On Childish Things, Erich Russek and Poets in Heat take the stories we thought we knew — Rapunzel, Humpty Dumpty, Chicken Little — and strip them down to their bones, only to rebuild them as warnings, elegies, and protest anthems. The result is a six-track EP that plays like a fairytale crime scene, where the innocence of childhood collides with the brutal clarity of adulthood.
Russek, known for his wry spoken-word delivery and taste for poetic confrontation, doesn’t sing so much as narrate a descent. Over grooves that range from swampy funk to ambient noir, he introduces us to fractured archetypes and collapsed kingdoms. Sleeping Beauty isn’t waiting for love — she’s a population sedated by propaganda. Chicken Little isn’t paranoid — he’s the only one paying attention.
The production across Childish Things is restrained but deeply intentional: grooves pulse, atmospheres hum, and silence speaks just as loudly as rhythm. There’s a sense that each track was built like a stage — one where Russek steps forward, not to perform, but to testify.
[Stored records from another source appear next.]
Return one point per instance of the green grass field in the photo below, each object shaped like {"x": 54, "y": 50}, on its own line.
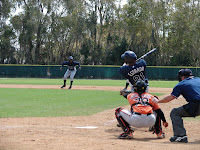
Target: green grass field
{"x": 56, "y": 102}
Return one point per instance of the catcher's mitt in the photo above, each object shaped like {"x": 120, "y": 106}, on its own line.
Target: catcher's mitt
{"x": 124, "y": 91}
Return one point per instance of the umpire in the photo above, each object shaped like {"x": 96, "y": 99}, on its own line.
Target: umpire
{"x": 189, "y": 88}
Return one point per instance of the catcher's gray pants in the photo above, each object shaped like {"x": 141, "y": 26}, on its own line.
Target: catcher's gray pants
{"x": 70, "y": 73}
{"x": 177, "y": 121}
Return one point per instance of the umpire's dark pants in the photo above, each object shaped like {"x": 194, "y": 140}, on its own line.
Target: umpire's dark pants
{"x": 177, "y": 121}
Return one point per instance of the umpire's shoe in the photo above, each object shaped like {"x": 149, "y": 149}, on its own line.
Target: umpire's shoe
{"x": 182, "y": 139}
{"x": 128, "y": 135}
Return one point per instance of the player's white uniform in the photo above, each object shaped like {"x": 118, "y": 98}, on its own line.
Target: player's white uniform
{"x": 71, "y": 71}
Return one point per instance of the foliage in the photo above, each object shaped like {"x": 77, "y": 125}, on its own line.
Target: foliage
{"x": 99, "y": 31}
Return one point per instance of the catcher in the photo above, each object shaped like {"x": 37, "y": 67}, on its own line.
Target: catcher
{"x": 144, "y": 112}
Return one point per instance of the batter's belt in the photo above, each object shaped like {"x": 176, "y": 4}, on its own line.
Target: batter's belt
{"x": 141, "y": 114}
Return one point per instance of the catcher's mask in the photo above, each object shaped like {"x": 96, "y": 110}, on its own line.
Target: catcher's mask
{"x": 140, "y": 86}
{"x": 184, "y": 72}
{"x": 129, "y": 57}
{"x": 70, "y": 58}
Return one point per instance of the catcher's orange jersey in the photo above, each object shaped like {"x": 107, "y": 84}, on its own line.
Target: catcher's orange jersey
{"x": 143, "y": 106}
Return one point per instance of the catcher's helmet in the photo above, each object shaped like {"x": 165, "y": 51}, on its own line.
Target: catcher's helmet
{"x": 184, "y": 72}
{"x": 70, "y": 58}
{"x": 129, "y": 57}
{"x": 140, "y": 86}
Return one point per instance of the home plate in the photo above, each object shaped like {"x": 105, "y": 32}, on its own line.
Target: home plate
{"x": 87, "y": 127}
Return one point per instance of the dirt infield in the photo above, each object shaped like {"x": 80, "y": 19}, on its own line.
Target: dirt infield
{"x": 95, "y": 132}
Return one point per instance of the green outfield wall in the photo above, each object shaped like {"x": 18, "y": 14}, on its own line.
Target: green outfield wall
{"x": 93, "y": 72}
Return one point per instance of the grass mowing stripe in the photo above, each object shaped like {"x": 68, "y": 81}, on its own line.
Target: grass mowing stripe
{"x": 91, "y": 82}
{"x": 54, "y": 102}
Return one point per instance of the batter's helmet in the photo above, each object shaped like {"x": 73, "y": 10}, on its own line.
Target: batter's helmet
{"x": 129, "y": 57}
{"x": 140, "y": 86}
{"x": 184, "y": 72}
{"x": 70, "y": 57}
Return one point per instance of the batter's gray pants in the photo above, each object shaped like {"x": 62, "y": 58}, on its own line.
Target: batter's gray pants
{"x": 177, "y": 121}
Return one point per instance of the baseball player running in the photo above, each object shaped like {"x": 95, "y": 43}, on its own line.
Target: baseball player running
{"x": 71, "y": 71}
{"x": 141, "y": 113}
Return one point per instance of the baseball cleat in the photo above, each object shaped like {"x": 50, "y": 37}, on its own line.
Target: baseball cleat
{"x": 182, "y": 139}
{"x": 118, "y": 125}
{"x": 125, "y": 136}
{"x": 151, "y": 129}
{"x": 161, "y": 135}
{"x": 62, "y": 86}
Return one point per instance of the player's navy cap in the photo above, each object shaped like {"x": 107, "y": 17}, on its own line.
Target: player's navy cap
{"x": 185, "y": 72}
{"x": 70, "y": 57}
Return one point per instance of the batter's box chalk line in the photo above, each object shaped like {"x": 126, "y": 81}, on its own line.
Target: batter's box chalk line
{"x": 110, "y": 122}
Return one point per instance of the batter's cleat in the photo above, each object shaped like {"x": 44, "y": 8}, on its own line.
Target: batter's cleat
{"x": 182, "y": 139}
{"x": 62, "y": 86}
{"x": 125, "y": 136}
{"x": 161, "y": 135}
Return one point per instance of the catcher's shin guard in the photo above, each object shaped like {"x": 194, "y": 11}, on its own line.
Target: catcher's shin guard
{"x": 158, "y": 125}
{"x": 124, "y": 125}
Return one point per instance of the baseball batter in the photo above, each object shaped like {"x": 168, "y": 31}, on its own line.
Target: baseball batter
{"x": 133, "y": 71}
{"x": 142, "y": 112}
{"x": 71, "y": 71}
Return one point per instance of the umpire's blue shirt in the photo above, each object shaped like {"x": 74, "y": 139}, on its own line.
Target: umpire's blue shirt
{"x": 189, "y": 88}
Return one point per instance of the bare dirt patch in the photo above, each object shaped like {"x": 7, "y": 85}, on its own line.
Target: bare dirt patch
{"x": 61, "y": 133}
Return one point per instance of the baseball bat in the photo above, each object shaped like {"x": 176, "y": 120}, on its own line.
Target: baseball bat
{"x": 151, "y": 51}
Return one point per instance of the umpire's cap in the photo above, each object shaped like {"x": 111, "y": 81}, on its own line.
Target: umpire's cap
{"x": 140, "y": 86}
{"x": 184, "y": 72}
{"x": 70, "y": 57}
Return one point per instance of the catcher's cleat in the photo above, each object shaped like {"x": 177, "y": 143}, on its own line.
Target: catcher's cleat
{"x": 118, "y": 125}
{"x": 125, "y": 136}
{"x": 151, "y": 129}
{"x": 160, "y": 135}
{"x": 62, "y": 86}
{"x": 182, "y": 139}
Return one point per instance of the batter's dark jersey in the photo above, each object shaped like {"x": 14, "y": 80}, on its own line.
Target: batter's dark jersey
{"x": 135, "y": 72}
{"x": 71, "y": 65}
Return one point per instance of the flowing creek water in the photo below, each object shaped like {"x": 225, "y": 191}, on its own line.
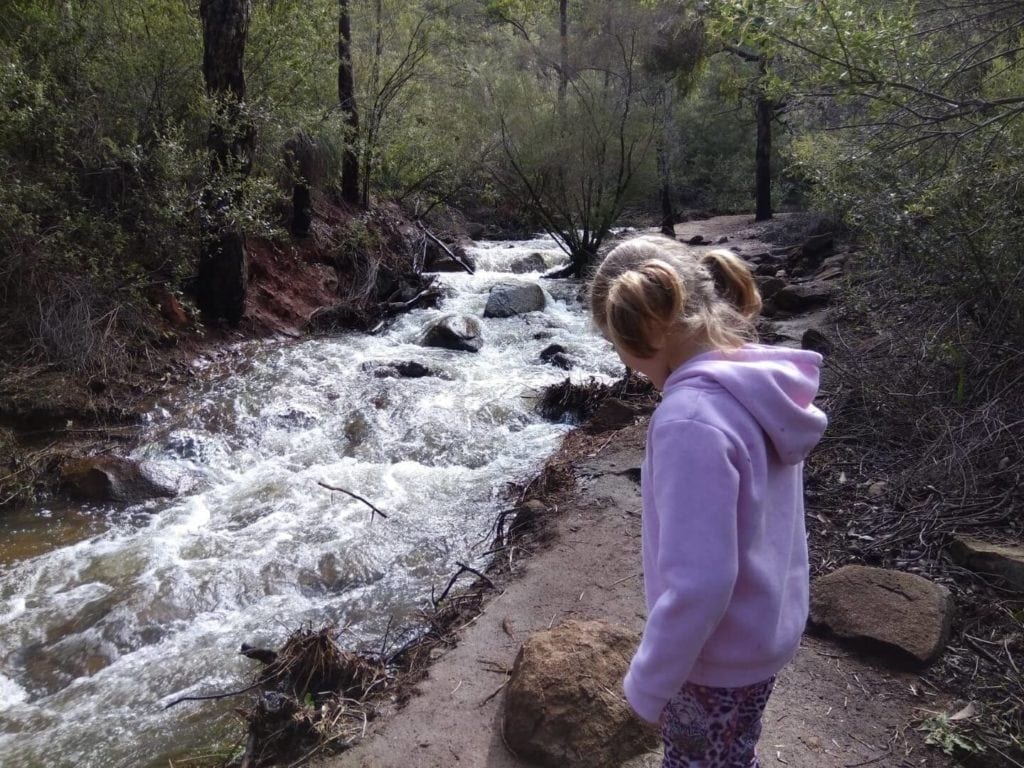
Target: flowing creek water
{"x": 132, "y": 607}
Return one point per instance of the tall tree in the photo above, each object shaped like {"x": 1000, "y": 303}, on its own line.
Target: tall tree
{"x": 563, "y": 49}
{"x": 349, "y": 113}
{"x": 223, "y": 273}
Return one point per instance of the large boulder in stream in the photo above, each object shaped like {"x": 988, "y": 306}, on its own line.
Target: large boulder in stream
{"x": 564, "y": 706}
{"x": 510, "y": 299}
{"x": 114, "y": 478}
{"x": 458, "y": 332}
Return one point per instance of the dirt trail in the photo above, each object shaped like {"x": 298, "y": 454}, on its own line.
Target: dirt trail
{"x": 830, "y": 709}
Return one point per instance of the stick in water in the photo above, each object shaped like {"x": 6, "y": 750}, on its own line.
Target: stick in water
{"x": 356, "y": 497}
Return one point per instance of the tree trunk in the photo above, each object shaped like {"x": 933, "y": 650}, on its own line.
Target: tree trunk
{"x": 300, "y": 157}
{"x": 223, "y": 276}
{"x": 765, "y": 109}
{"x": 350, "y": 115}
{"x": 563, "y": 43}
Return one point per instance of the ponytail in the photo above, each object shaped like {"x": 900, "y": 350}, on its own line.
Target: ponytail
{"x": 733, "y": 282}
{"x": 642, "y": 303}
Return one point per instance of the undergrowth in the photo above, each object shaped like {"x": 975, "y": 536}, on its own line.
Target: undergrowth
{"x": 925, "y": 443}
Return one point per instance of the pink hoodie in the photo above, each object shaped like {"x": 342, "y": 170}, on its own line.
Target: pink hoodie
{"x": 724, "y": 546}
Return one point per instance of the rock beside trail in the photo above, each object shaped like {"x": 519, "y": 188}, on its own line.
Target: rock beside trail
{"x": 510, "y": 299}
{"x": 532, "y": 263}
{"x": 458, "y": 332}
{"x": 897, "y": 611}
{"x": 113, "y": 478}
{"x": 1001, "y": 560}
{"x": 802, "y": 296}
{"x": 564, "y": 707}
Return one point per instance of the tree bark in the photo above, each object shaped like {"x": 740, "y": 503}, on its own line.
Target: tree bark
{"x": 223, "y": 276}
{"x": 563, "y": 49}
{"x": 765, "y": 109}
{"x": 349, "y": 112}
{"x": 665, "y": 142}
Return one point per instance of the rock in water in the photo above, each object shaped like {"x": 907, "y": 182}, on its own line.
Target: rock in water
{"x": 889, "y": 608}
{"x": 803, "y": 296}
{"x": 459, "y": 332}
{"x": 556, "y": 354}
{"x": 1003, "y": 560}
{"x": 532, "y": 263}
{"x": 564, "y": 707}
{"x": 113, "y": 478}
{"x": 510, "y": 299}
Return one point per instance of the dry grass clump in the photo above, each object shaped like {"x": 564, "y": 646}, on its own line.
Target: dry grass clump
{"x": 576, "y": 401}
{"x": 312, "y": 694}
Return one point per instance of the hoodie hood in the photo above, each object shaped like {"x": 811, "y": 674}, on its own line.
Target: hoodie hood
{"x": 776, "y": 385}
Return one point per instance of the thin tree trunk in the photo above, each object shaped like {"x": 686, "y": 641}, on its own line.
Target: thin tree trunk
{"x": 665, "y": 141}
{"x": 370, "y": 137}
{"x": 349, "y": 112}
{"x": 222, "y": 279}
{"x": 563, "y": 43}
{"x": 765, "y": 113}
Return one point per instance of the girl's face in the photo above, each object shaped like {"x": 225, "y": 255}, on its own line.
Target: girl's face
{"x": 656, "y": 368}
{"x": 676, "y": 348}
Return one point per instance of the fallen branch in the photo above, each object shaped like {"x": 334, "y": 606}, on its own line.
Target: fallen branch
{"x": 463, "y": 568}
{"x": 212, "y": 696}
{"x": 434, "y": 239}
{"x": 357, "y": 498}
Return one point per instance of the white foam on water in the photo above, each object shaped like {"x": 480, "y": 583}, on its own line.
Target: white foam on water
{"x": 96, "y": 637}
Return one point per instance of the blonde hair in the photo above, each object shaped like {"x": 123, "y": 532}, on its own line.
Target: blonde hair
{"x": 651, "y": 285}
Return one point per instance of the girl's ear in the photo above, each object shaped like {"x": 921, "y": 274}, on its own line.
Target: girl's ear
{"x": 733, "y": 281}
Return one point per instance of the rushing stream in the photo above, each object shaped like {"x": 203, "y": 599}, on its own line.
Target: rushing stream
{"x": 132, "y": 607}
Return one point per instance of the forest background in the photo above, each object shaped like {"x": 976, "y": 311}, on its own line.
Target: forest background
{"x": 144, "y": 144}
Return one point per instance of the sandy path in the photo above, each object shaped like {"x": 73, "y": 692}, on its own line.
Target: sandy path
{"x": 829, "y": 710}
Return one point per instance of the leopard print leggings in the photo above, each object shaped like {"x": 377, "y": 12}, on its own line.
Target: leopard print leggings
{"x": 714, "y": 727}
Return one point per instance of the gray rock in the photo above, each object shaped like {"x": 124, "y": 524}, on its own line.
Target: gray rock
{"x": 399, "y": 370}
{"x": 803, "y": 296}
{"x": 556, "y": 354}
{"x": 510, "y": 299}
{"x": 888, "y": 609}
{"x": 769, "y": 286}
{"x": 113, "y": 478}
{"x": 563, "y": 705}
{"x": 532, "y": 263}
{"x": 1006, "y": 561}
{"x": 458, "y": 332}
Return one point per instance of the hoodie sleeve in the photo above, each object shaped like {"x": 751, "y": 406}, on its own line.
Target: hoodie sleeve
{"x": 695, "y": 489}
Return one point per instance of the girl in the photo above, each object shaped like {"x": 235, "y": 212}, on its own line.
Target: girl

Highlights include the hypnotic “Say My Name (Rumpelstiltskin)”, a track that pulses with tension even in its instrumental form, and “Froggie Went A Courtin,” a warped folk tale turned political satire where the wedding march sounds suspiciously like the end of the world. But the EP’s emotional core may lie in “Once a Heart is Broken (Humpty’s Defeat),” a sorrow-drenched meditation on emotional ruin that transforms nursery tragedy into raw confessional poetry.
Childish Things isn’t nostalgic — it’s revelatory. It asks what happens when the stories we grew up on no longer fit the world we live in. And it answers with art that’s haunting, intelligent, and unflinchingly human.